Pela letra fria da lei, Lula teria que ter sido solto em julho deste ano, quando o desembargador plantonista do TRF-4 assinou alvará de soltura em HC apresentado por três deputados do PT.

A amigos, depois que colaborou para impedir que o alvará fosse cumprido, o desembargador João Pedro Gebran Neto, teria dito que ignorou “a letra fria da lei”, por considerar que era necessário evitar um “erro maior”: a libertação do ex-presidente.

No caso de Lula, a lei tem sido aplicada assim, nestes tempos estranhos, de forma que não lhe seja concedido nenhum benefício.

Ainda que esse benefício seja uma garantia constitucional, como era o caso do HC.

No que diz respeito ao funeral de Sigmaringa, o juiz poderia ter, sim, autorizado a saída de Lula para o que a jurista Carol Proner, uma das maiores especialistas em Direitos Humanos do Brasil, definiu como “pranto digno”.

Sigmaringa não era apenas advogado de Lula.

O juiz que negou a Lula o benefício pode desconhecer o caráter subjetivo das amizades, mas bastaria uma pesquisa rápida na internet para verificar fatos históricos que aproximam os dois.

Sigmaringa era defensor de presos políticos quando Lula comandava, do Sindicatos dos Metalúrgicos, as graves que enfraqueceram a ditadura.

Eventos correlatos fizeram dos dois amigos.

Na Constituinte, Lula deputado pelo PT, e Sigmaringa Seixas, parlamentar pelo PMDB/PSDB, votaram juntos em todos os temas relacionados a direitos sociais.

Sigmaringa era um dos interlocutores de Lula no governo de Fernando Henrique Cardoso, e acabou sendo escolhido vice de Cristovam na tentativa deste de se reeleger governador do Distrito Federal, em 1998.

Poderia ter ido para o STF no governo de Lula, mas preferiu continuar com sua banca de advocacia, uma das mais prestigiadas do Brasil, com sede no Distrito Federal.

Mesmo assim, era um das pessoas ouvidas por Lula quando o assunto era a nomeação de ministros para as cortes superiores.

Alguns dos atuais ocupantes do STF, implacáveis com Lula, devem sua indicação a ele.

Nos grampos liberados por Sergio Moro, no auge da Lava Jato, há uma conversa que serve de exemplo da intimidade entre eles.

Não há nenhum crime ou indício de crime nessa conversa, apenas o pedido de Lula para o então procurador geral da república ouvir a sua versão.

Lula está indignado pelo fato de Rodrigo Janot ignorar denúncias contra Aécio Neves e abrir investigação contra ele.

Fala palavrões, numa linguagem informal, própria entre pessoas que têm intimidade.

Quando Sergio Moro decretou a prisão de Lula, em abril, foi Sigmaringa Seixas quem serviu de ponte com o Judiciário e a Polícia Federal, através do Ministério da Justiça.

Já em tratamento contra o câncer, Sigmaringa fez questão de visitar Lula em Curitiba.

Amigos comuns contam que Lula enviou carta a Sigmaringa quando este foi internado no Sírio Libanês, para a tentativa derradeira de debelar o câncer.

Hoje, no velório de Sigmaringa, em meio a muitas coroas de flores, uma se destacava:

“Saudades para sempre do amigo Luiz Inácio Lula da Silva e Família”.

Foi a homenagem possível.

No Twitter, a professora Carol Proner expressou uma dúvida que agora é de todos que amam a Justiça:

“Negam a Lula qualquer condição de dignidade.
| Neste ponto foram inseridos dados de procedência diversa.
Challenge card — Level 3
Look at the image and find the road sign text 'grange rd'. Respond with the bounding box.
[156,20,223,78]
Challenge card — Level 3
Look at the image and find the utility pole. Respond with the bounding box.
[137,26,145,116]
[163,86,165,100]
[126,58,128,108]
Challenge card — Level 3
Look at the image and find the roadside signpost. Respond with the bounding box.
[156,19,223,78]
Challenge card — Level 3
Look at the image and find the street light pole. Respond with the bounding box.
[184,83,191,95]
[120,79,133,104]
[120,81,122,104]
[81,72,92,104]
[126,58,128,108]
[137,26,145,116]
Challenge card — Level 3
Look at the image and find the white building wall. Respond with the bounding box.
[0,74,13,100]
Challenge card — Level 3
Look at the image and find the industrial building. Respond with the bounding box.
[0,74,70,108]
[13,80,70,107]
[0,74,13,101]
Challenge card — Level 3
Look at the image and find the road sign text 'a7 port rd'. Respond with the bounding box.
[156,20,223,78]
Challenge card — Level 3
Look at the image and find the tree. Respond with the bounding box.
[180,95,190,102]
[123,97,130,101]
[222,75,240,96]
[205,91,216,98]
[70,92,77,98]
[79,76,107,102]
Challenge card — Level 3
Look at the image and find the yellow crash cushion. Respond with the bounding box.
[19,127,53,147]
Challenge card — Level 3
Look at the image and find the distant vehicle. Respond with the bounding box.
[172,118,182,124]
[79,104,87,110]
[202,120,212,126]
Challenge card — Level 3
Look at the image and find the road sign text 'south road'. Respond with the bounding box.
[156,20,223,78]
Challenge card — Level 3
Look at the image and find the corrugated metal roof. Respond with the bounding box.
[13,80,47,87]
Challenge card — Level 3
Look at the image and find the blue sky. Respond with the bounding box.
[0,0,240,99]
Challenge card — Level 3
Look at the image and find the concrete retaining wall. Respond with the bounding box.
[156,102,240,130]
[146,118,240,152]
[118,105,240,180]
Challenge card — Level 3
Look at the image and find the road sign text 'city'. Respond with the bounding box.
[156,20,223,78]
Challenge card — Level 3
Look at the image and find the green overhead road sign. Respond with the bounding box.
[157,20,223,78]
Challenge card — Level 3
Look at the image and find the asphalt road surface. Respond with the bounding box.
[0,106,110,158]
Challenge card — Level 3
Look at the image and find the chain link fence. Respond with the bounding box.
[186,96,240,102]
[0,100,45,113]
Agora, o sepultamento de um amigo-irmão. Negam o pranto digno. Será por sadismo?”

Pode ter, de fato, alguma dose de sadismo, mas revela, acima de tudo, extrema falta de sabedoria e senso de justiça.

Vai para a conta de um Judiciário que tem seguido a máxima: “para os amigos, tudo. Para inimigos, os rigores da lei.”

É lamentável que setores do Judiciário brasileiro ajam como se Lula fosse um inimigo.

Uma hora, o povo acorda.

Afinal, nem todos entendem o labirinto das sentenças judiciais.

Mas ninguém ignora a violência de uma decisão que tira de Lula o direito de chorar ao lado do caixão de um amigo-irmão.

Um “amigo de fé, irmão camarada, amigo de tantos caminhos, de tantas jornadas”, conforme a definição de Erasmo Carlos.